Em 2020, com a derrota de Trump para Joe Biden, o manual de sabotagem eleitoral foi exportado. A narrativa de “fraude eleitoral” — que inflamou os EUA — foi adaptada ao Brasil, visando desacreditar o sistema eleitoral antes mesmo de 2022. No ano seguinte, o ataque ao Capitólio, em 6 de janeiro, funcionou como ensaio geral do que viria aqui. Empresários, políticos e influenciadores começaram a preparar o terreno para uma ruptura institucional, enquanto as Big Tech hesitavam em conter conteúdos extremistas que garantiam cliques, monetização e alcance global.

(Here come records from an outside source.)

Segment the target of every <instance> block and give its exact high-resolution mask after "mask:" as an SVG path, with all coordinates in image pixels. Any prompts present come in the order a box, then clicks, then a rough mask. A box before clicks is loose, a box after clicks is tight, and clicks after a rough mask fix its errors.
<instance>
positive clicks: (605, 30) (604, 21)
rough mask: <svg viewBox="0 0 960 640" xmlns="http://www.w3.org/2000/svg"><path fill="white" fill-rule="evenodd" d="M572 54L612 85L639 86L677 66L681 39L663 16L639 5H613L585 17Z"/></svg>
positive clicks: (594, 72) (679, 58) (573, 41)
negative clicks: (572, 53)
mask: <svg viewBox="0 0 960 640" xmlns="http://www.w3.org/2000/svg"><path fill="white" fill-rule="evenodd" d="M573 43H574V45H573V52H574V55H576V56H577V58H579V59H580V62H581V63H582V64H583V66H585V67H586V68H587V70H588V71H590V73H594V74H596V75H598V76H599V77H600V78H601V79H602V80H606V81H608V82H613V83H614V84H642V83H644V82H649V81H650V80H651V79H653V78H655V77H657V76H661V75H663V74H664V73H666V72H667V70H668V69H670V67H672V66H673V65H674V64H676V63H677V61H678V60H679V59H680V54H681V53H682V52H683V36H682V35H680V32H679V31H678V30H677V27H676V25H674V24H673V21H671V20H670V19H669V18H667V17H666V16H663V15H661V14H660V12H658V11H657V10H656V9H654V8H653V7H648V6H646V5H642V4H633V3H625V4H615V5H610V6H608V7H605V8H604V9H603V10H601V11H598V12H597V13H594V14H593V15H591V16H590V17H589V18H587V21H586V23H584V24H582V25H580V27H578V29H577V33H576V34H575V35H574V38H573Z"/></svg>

O calendário avançou para 2022, e a engrenagem girou a pleno vapor. Fake news massivas atacavam as urnas eletrônicas, o TSE e o STF. Eduardo Bolsonaro, em sintonia com o trumpismo, repetia teorias conspiratórias importadas. Influenciadores mobilizavam militantes para acampamentos e atos que pediam abertamente intervenção militar. O terreno estava pronto para o golpe.

O dia 8 de janeiro de 2023 escancarou o objetivo: invasão e depredação das sedes dos Três Poderes em Brasília, uma cópia quase literal do que se viu no Capitólio. Investigações revelaram o financiamento empresarial, a articulação política e a mobilização digital que sustentaram a tentativa de golpe. Logo depois, veio a segunda fase: transformar os criminosos em “presos políticos”, minimizar a gravidade dos ataques e reescrever a história em tempo real.

Mesmo após o fracasso, a quinta-coluna não recuou. Em 2024, adotou um novo figurino, falando em “perseguição política” e “defesa da liberdade de expressão” para manter a base mobilizada e atrair apoio internacional. Enquanto isso, Trump voltou a usar tarifas e ameaças como instrumentos de humilhação contra o Brasil, e seus aliados internos aproveitaram para explorar politicamente cada tensão externa, minando a confiança no governo e preparando terreno para o retorno do bolsonarismo ao poder. As Big Tech, alegando neutralidade, mantiveram o palco aberto para essa encenação.

Não há como suavizar: essa rede não é oposição legítima. É braço interno de uma ofensiva autoritária internacional. Vestem-se de verde e amarelo, mas carregam no peito a bandeira estrangeira. Falam de liberdade, mas agem para destruí-la. Usam a palavra democracia como biombo para o assalto contra ela.

A dignidade de um povo não se negocia. E a liberdade não sobrevive quando é entregue a quem sonha em destrui-la. Resistir à humilhação externa exige enfrentar, sem hesitação, a traição interna. Só assim o Brasil poderá preservar sua soberania, proteger sua democracia e impedir que um roteiro importado e já testado para o caos seja novamente encenado no nosso território.